Lors d'un vol vers Almería, il y a quelques années, on a vu par le hublot une zone scintillante qui ressemblait à un lac intérieur se reflétant dans le ciel. En descendant, il s'est avéré qu'il s'agissait d'une masse de petits carrés brillants groupés si près les uns des autres qu'ils ressemblaient presque à une immense plaque de neige. Des taches de verdure étaient visibles, ainsi que de petites communautés, mais en été, ce paysage aura l'air poussiéreux et desséché. Il s'agit d'El Ejido à Almería, en Espagne, un désert semi-aride et la région la plus sèche d'Europe continentale, avec seulement 200 mm de précipitations par an.

Malgré ces conditions difficiles, Almería est devenue, au fil des ans, l'une des sources de fruits et légumes les plus productives d'Europe. On l'appelle aussi parfois la "mer de plastique" (Mar de plástico) en raison des nombreuses serres qui couvrent la zone qui a englouti les plaines méditerranéennes d'Almería. Depuis l'ISS en orbite, la zone est dépourvue de toute couleur, la lumière du soleil rebondissant sur 370 km2 de feuilles de plastique, ce qui correspondrait à une superficie supérieure à celle de Malte.

Est-ce une bonne chose ou non ?

La région, connue sous le nom de Poniente Almeriense, comprend dix municipalités, où des milliers de serres s'étendent entre les villes d'El Ejido et de La Mojonera, et constitue la plus grande collection de la planète.

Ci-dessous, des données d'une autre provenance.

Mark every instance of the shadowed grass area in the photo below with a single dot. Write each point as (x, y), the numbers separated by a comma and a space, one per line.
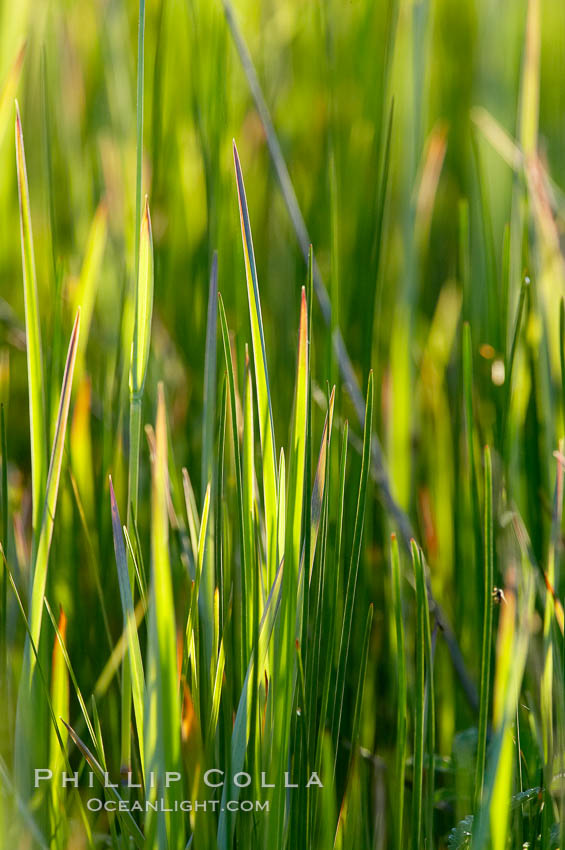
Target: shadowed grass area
(291, 599)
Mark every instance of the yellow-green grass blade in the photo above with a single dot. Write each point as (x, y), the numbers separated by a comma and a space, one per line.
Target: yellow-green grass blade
(30, 708)
(345, 638)
(60, 703)
(486, 631)
(38, 433)
(54, 724)
(241, 730)
(141, 342)
(246, 544)
(85, 293)
(209, 473)
(514, 631)
(125, 817)
(530, 88)
(266, 428)
(401, 693)
(143, 307)
(136, 665)
(9, 88)
(419, 696)
(192, 621)
(285, 650)
(248, 496)
(65, 655)
(162, 709)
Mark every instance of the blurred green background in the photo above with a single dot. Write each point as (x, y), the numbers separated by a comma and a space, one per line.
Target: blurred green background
(332, 74)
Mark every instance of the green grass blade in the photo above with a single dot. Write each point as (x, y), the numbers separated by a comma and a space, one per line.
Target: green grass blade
(487, 633)
(208, 415)
(245, 543)
(266, 428)
(419, 698)
(38, 432)
(353, 569)
(136, 665)
(401, 693)
(162, 709)
(240, 734)
(125, 817)
(143, 308)
(48, 522)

Ce paysage créé par l'homme est le résultat d'un boom agricole qui a transformé ce coin aride de l'Espagne en panier de fruits et légumes de l'Europe.

Je ne sais pas si c'est une bonne chose ou non, mais cela a dû faire des merveilles pour l'industrie espagnole des fruits et légumes, où des techniques de serres intensives maximisent le rendement en exploitant le climat chaud et ensoleillé en combinaison avec l'hydroponie - la culture de plantes sans sol, en utilisant des solutions d'eau riches en nutriments - et apparemment environ 90 % de ces serres utilisent un sol artificiel, tandis que les autres ont recours à l'hydroponie.

Je me demande pourquoi l'agriculture verticale n'est pas utilisée pour rendre cette zone moins désagréable à l'œil. Cette technique consiste à faire pousser des cultures en couches superposées et offre plusieurs avantages, notamment une production alimentaire accrue dans des espaces plus restreints, une moindre dépendance à l'égard des terres agricoles traditionnelles et la possibilité de faire pousser des cultures tout au long de l'année dans une variété de climats. L'hydroponie pourrait encore être utilisée, au même titre que l'aquaponie et l'aéroponie, pour l'agriculture hors-sol. Cela ne serait-il pas un tel fléau pour le paysage ? Des pesticides sont également utilisés sur ces cultures, ce qui doit accroître les risques pour la santé des personnes qui y travaillent, et il a été prouvé qu'ils provoquent certains cancers.


Un passé sale

On peut se demander si toute cette production est vraiment aussi sale qu'elle a été dépeinte dans le passé. L'Espagne est actuellement le troisième exportateur mondial de tomates, et un peu moins de 60 % de ces tomates proviennent de la seule province d'Almería. Les bidonvilles et les bâtiments délabrés de la région racontent une autre facette de la réussite économique et témoignent des conditions de travail et de vie souvent désastreuses de milliers de travailleurs apparemment immigrés qui peinent sous cette mer de plastique. Aux problèmes sociaux aigus s'ajoutent les problèmes environnementaux liés à l'utilisation massive du plastique.

Selon le syndicat des travailleurs andalous(SOC-SAT), après avoir passé 12 heures épuisantes sous un soleil d'été étouffant à récolter des légumes, les travailleurs sont exploités et n'ont pas les moyens d'exiger de meilleures conditions de travail. Les travailleurs travaillent souvent sans contrat ni sécurité sociale et sont généralement payés en dessous du salaire minimum, beaucoup étant exposés aux pesticides utilisés dans le processus de culture des légumes. La plupart construisent des "maisons" à partir de bois et de vieux morceaux de plastique utilisés dans les serres voisines et, bien que la zone soit irriguée, beaucoup n'ont pas l'eau courante et sont alimentés de manière dangereuse par des bonbonnes de gaz en vrac et de l'électricité volée sur les lignes électriques.

Personnellement, je pense que nous, au Portugal, devrions de toute façon acheter localement - notre propre industrie devrait passer en premier. Malheureusement, cela n'empêchera pas les travailleurs espagnols d'être exploités dans un environnement fortement dégradé.